I am now building an application which should store and handle large amounts of data. So now I’m struggling with the question – which DB should I use.
My requirements are:
- Handle up to ~100,000 insert commands a second (sometimes several ones from different threads). 100,000 is the peak; Most of the time the amount would be between hundreds to a few thousands.
- Store millions of records.
- Query the data as quickly as possible.
- Part of the data properties change for every entity, which fits non-relational database behavior more than relational ones. However, the sum of possible properties is not huge, so it can be presented as columns in a relational database (if it’s much faster this way).
- Update commands will rarely occur.
Which DB would you recommend me to use?
Thanks!
Update: The OS I’m using isn’t Windows. I thought that if SQL Server would be the most recommended DB then I might switch but from your responses, this is not the case.
Regarding the budget – I will start with the cheapest option and I guess that this will change once the company has more money and more users.
No one has recommended no-sql databases.

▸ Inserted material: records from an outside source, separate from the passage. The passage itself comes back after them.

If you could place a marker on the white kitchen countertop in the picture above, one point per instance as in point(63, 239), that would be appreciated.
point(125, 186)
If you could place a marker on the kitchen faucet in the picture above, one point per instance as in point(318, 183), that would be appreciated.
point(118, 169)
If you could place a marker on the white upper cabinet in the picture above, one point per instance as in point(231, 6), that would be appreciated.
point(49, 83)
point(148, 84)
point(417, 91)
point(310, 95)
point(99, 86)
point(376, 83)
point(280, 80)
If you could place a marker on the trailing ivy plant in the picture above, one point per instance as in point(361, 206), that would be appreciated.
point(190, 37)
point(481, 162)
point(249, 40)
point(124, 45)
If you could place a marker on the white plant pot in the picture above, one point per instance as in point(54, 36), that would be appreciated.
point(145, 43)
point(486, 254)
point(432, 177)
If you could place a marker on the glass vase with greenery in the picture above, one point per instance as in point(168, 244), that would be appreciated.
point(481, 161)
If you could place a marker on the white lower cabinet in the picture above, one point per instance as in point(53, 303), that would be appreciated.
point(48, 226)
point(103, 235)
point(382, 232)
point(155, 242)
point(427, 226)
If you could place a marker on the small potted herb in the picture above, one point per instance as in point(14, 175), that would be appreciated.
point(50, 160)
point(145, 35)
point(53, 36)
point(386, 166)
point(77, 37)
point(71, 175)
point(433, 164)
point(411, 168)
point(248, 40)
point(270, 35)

Are they really that bad for this kind of requirements?
The answer depeneds on asking additional questions, such as how much you want to spend, what OS you are using, and what expertise you have in-house.

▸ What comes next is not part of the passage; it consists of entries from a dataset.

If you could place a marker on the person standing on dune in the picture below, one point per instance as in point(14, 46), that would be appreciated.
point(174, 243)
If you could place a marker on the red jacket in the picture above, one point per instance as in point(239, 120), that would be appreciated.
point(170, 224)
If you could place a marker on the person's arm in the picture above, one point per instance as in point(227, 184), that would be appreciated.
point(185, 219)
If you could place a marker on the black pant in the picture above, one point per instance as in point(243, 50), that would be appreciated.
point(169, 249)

Database that I know of that can handle such a massive scale include:
DB2, Oracle, Teradata, and SQL Server. MySQL may also be an option, though I’m not sure of its performance capabilities.
There are others, I’m sure, designed for handling data on the massive scale you are suggesting, and you may need to look into those, as well.
So, if your OS is not Windows, you can exclude SQL Server.
If you are going on the cheap, MySQL may be the option.
DB2 and Oracle are both mature database systems. If your system is mainframe (IBM 370), I’d recommend DB2, but for Unix-based either may be an option.
I don’t know much about Teradata, but I know it is specifically designed for massive amounts of data, so may be closer to what you are looking for.
A more complete list of choices can be found here: http://en.wikipedia.org/wiki/List_of_relational_database_management_systems
A decent comparason of database here: http://en.wikipedia.org/wiki/Comparison_of_relational_database_management_systems
100000+ inserts a second is a huge number, no matter what you choose, you are looking at spending a fortune on hardware to handle this.